ランニング41:初めての夜と

 まあ、繰り返しになるけど、ぼくがいつどこで誰とどんな話その他をしたりして、どこに向かってるのかとか、ポーラはそのほぼ全てを把握してる訳で。


 ぼくがポーラの部屋のベランダから中に入ると、ポーラ専属メイドとして復職したらしいアザーディアさんが待ち受けていました。


「お嬢様は、泣かれておりました」

「そんな事だろうと思ったから、来たんだけどね」

「女泣かせという言葉を褒め言葉の様に使う男性は少なく無いですが、泣かされる側からすれば、それだけの理由があっての事です」

「・・・それでも、リーディアもイドルも、今更別れるなんて無理だし」

「カケル様のお立場は、私も、ポーラ様も、重々承知しております。日々その重みが増していって、一国では到底支えきれぬ存在になられているのですから。
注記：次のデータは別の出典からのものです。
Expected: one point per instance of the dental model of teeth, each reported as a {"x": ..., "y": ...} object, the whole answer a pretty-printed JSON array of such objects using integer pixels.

 でも、好いた惚れたといった感情は、また別の話です。

 ここで私を相手に長話をする意味はありません。

 どうぞお嬢様の所へ」

「朝まで。最後までするつもりだから、止めないでね」

「優しくしてあげて下さい。それだけが求められている事ですから」


 そうしてアザーディアさんに案内されて、増築というかレイアウト変更というレベルではない、立派な専用の寝室に導かれました。専用の寝室って言葉はおかしいんだけど、以前までのポーラの部屋は、ベッドとそれ以外が混在し過ぎてたから、これじゃ雰囲気も何も生まれないだろうと危惧したと思われるアザーディアさんやご両親に感謝です。


 ポーラは、寝巻き姿で、大きなベッドの上で、泣き崩れていました。うつ伏せで、ぐずぐずと泣きながら、涙で枕を濡らしていました。


 ぼくはただ、彼女の傍に腰掛けて、彼女の髪に指を通して梳きながら、なんて言葉をかけたら良いのだろうかと考えたものの、答えは出ませんでした。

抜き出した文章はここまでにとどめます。